CO2 conversion to CO by auto-thermal catalyst-assisted chemical looping

A bifunctional 9 wt.%NiO-16 wt.%Fe 2 O 3 /MgAl 2 O 4 material was prepared for CO 2 conversion to CO by auto-thermal catalyst-assisted chemical looping. This process is designed to maximize CO 2 conversion. The generation of CO from CO 2 was investigated between 873 K and 1023 K. The high endothermicity of methane dry reforming and the material deactivation by coke deposition were avoided by the simultaneous feeding of CH 4 , CO 2 and O 2 in a 1:1:0.5 molar ratio during the reduction half-cycle of chemical looping. In this half-cycle, interaction of Ni with Fe leads to Ni-Fe alloy formation.

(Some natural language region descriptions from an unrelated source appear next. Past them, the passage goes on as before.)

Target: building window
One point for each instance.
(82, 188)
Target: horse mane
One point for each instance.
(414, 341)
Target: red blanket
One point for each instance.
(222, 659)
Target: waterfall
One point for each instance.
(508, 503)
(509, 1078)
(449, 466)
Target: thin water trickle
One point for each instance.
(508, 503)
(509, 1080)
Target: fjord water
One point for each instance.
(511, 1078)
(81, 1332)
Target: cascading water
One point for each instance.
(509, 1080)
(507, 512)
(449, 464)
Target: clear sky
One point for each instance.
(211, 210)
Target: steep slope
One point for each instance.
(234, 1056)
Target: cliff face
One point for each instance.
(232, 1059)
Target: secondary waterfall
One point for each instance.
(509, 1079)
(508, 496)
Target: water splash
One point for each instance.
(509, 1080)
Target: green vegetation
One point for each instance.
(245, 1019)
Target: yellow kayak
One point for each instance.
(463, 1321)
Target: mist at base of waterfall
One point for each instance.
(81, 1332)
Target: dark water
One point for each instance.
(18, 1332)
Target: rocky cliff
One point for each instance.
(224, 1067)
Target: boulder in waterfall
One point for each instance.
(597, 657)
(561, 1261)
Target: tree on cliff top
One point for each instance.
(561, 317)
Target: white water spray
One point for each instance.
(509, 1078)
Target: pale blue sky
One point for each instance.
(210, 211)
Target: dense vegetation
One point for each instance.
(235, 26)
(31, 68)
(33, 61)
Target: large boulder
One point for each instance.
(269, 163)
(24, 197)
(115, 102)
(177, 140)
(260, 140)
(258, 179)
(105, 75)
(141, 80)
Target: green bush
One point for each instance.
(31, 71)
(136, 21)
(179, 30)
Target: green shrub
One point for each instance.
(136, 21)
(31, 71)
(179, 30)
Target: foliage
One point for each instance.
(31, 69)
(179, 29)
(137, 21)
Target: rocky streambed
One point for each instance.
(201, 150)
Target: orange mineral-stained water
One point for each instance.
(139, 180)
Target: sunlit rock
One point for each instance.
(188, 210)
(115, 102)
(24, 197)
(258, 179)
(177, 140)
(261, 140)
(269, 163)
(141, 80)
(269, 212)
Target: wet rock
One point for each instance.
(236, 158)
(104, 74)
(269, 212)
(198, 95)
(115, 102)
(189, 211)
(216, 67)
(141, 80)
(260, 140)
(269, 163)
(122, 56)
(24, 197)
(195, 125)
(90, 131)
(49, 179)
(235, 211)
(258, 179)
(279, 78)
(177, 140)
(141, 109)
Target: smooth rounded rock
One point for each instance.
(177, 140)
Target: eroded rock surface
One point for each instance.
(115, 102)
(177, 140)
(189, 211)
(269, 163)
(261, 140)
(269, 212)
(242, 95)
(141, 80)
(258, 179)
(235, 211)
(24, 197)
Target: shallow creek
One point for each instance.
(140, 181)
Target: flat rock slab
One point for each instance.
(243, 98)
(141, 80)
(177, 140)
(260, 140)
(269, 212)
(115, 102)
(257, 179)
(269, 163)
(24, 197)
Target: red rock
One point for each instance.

The resulting Ni-based catalyst converts CH 4 + CO 2 + O 2 into a mixture of CO and H 2 , which both reduce Fe 3 O 4 , producing CO 2 and H 2 O. In the CO 2 re-oxidation half-cycle, CO is produced and the Ni-Fe alloy decomposes into Ni and Fe 3 O 4 . The reduction capacity ( R c ) of the gas mixture strongly depends on the ratio R c between reducing and oxidizing gases. Based on thermodynamic calculations, high conversion of Fe 3 O 4 to reduced state can be reached if R c > 2 and T > 873 K. During prolonged auto-thermal chemical looping at 1023 K, the 9 wt.%NiO–16 wt.%Fe 2 O 3 /MgAl 2 O 4 suffers from deactivation in the first five cycles, after which a more stable operation is established. Based on TEM measurements, sintering was found to be the main cause for the initial decrease of CO production.